Nous sommes toujours dans le discours de Jésus contre les pharisiens qui, décidément, n'en finit plus. Et cette fois-ci, sans transition aucune, après avoir parlé contre les pharisiens, Jésus va maintenant parler de la destruction du temple dans lequel habitaient les pharisiens. Et avec la destruction du temple, c'est le discours apocalyptique de Jésus qui commence.
Lecture : Matthieu 24
Jésus était sorti du temple et s'en allait, lorsque ses disciples s'approchèrent de lui pour lui faire remarquer les constructions du temple. Alors, prenant la parole, il leur dit : « Vous contemplez tout cela, n'est-ce pas ? Amen, je vous le dis : il ne restera pas ici pierre sur pierre, tout sera détruit. »
Puis, comme il s'était assis au mont des Oliviers, les disciples s'approchèrent de lui à l'écart pour lui demander : « Dis-nous quand cela arrivera, et quel sera le signe de ta venue et de la fin du monde ? »
Jésus leur répondit : « Prenez garde que personne ne vous égare, car beaucoup viendront sous mon nom et diront : "C'est moi le Christ", et alors ils égareront bien des gens. Vous allez entendre parler de guerres et de rumeurs de guerres. Faites attention, ne vous laissez pas effrayer, car il faut que tout cela arrive, mais ce n'est pas encore la fin.

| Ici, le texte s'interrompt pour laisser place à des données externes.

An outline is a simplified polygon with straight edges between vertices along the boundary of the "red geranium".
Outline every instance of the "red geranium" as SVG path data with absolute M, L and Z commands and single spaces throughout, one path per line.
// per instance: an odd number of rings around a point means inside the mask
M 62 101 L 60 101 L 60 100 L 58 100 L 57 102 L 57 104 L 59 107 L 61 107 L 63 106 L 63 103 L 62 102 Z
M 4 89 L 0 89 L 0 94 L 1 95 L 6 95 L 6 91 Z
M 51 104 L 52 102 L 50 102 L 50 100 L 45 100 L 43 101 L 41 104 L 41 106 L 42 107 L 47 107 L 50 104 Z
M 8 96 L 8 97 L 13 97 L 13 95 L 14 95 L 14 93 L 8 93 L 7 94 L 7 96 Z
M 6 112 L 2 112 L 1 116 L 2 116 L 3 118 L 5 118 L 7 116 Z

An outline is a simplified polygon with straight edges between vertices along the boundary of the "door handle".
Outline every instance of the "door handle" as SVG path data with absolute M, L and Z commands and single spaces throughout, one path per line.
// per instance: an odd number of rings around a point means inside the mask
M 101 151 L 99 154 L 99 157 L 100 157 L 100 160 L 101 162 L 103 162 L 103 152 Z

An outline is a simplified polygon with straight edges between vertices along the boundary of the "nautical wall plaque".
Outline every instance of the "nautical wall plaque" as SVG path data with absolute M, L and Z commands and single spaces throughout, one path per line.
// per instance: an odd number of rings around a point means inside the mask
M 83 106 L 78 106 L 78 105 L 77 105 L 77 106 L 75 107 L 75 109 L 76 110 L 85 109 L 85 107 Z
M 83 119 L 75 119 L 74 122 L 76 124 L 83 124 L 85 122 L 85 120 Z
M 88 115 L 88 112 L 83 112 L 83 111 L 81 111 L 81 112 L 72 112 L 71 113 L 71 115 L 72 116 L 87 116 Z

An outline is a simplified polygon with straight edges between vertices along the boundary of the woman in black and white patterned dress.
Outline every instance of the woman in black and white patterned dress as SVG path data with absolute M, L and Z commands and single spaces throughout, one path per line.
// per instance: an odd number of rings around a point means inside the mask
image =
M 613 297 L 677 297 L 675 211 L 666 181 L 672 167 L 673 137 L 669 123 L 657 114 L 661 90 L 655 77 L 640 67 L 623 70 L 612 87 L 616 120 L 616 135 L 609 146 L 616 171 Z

On se dressera nation contre nation, royaume contre royaume ; il y aura en divers lieux des famines et des tremblements de terre. Or tout cela n'est pas la fin, ce n'est que le commencement des douleurs de l'enfantement.
Alors vous serez livrés à la détresse, on vous tuera, on vous persécutera, vous serez détestés de toutes les nations à cause de mon nom. Et alors ce sera pour beaucoup une occasion de chute : ils se livreront les uns les autres, ils se détesteront les uns les autres. Beaucoup de faux prophètes se lèveront et ils égareront bien des gens. À cause de l'ampleur du mal, la charité de la plupart des hommes se refroidira. Mais celui qui aura persévéré jusqu'à la fin, celui-là sera sauvé. Et cet Évangile du Royaume sera proclamé dans le monde entier ; il y aura là un témoignage pour toutes les nations. Et alors viendra la fin.

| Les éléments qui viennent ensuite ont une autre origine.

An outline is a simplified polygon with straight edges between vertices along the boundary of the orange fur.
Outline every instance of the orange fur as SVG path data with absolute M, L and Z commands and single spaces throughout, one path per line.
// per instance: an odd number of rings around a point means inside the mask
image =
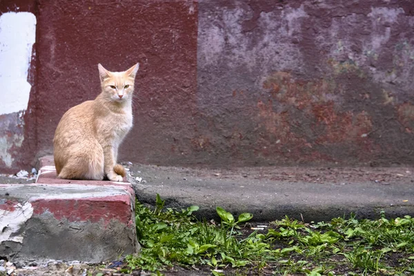
M 69 109 L 53 139 L 59 178 L 121 181 L 126 173 L 117 164 L 119 144 L 132 126 L 132 98 L 139 64 L 109 72 L 99 64 L 101 92 Z

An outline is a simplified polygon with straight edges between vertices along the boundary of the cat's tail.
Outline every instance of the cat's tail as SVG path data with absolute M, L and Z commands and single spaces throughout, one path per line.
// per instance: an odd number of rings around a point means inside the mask
M 118 175 L 121 175 L 122 177 L 125 177 L 126 176 L 126 170 L 125 170 L 125 168 L 120 164 L 116 164 L 114 166 L 114 171 Z

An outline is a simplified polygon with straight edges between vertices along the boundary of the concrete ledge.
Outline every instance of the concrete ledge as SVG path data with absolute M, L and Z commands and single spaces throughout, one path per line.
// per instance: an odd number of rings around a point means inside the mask
M 139 250 L 135 193 L 129 183 L 56 178 L 0 184 L 0 253 L 14 260 L 100 262 Z

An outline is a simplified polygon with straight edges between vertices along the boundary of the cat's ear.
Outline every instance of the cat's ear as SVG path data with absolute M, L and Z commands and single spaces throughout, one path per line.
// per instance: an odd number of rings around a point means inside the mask
M 99 77 L 101 78 L 101 81 L 110 77 L 110 72 L 105 69 L 101 63 L 98 64 L 98 69 L 99 70 Z
M 137 72 L 138 72 L 138 69 L 139 68 L 139 63 L 137 63 L 126 71 L 125 71 L 125 75 L 127 76 L 130 76 L 135 78 L 135 75 L 137 75 Z

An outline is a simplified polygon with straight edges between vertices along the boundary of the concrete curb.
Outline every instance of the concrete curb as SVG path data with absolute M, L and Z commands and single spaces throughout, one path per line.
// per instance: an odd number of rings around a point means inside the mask
M 44 166 L 35 184 L 0 184 L 1 256 L 97 263 L 135 253 L 135 200 L 129 183 L 59 179 Z
M 257 222 L 286 215 L 307 222 L 327 221 L 349 217 L 351 213 L 358 219 L 375 219 L 381 211 L 389 217 L 414 216 L 414 174 L 406 173 L 404 168 L 364 168 L 355 172 L 346 168 L 209 170 L 136 164 L 130 169 L 133 177 L 129 180 L 140 202 L 155 206 L 159 193 L 166 207 L 197 205 L 199 210 L 195 215 L 207 219 L 219 221 L 216 206 L 235 215 L 251 213 L 252 221 Z M 322 179 L 331 170 L 338 175 Z M 321 179 L 306 180 L 310 172 Z M 288 172 L 294 175 L 284 176 Z M 371 177 L 377 178 L 370 180 Z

Lorsque vous verrez l'abomination de la désolation installée dans le Lieu saint, comme l'a dit le prophète Daniel — que le lecteur comprenne ! — alors, ceux qui seront en Judée, qu'ils s'enfuient. Celui qui sera sur sa terrasse, qu'il ne descende pas pour emporter ce qu'il y a dans sa maison. Celui qui sera dans son champ, qu'il ne retourne pas en arrière pour emporter son manteau. Malheureuses les femmes qui seront enceintes et celles qui allaiteront en ces jours-là ! Priez pour que votre fuite n'arrive pas en hiver, ni un jour de sabbat. En effet, il y aura alors une grande détresse, telle qu'il n'y en a jamais eu depuis le commencement du monde jusqu'à maintenant, et telle qu'il n'y en aura jamais plus. Et si le nombre de ces jours-là n'était pas abrégé, personne n'aurait la vie sauve ; mais à cause des élus, ces jours-là seront abrégés.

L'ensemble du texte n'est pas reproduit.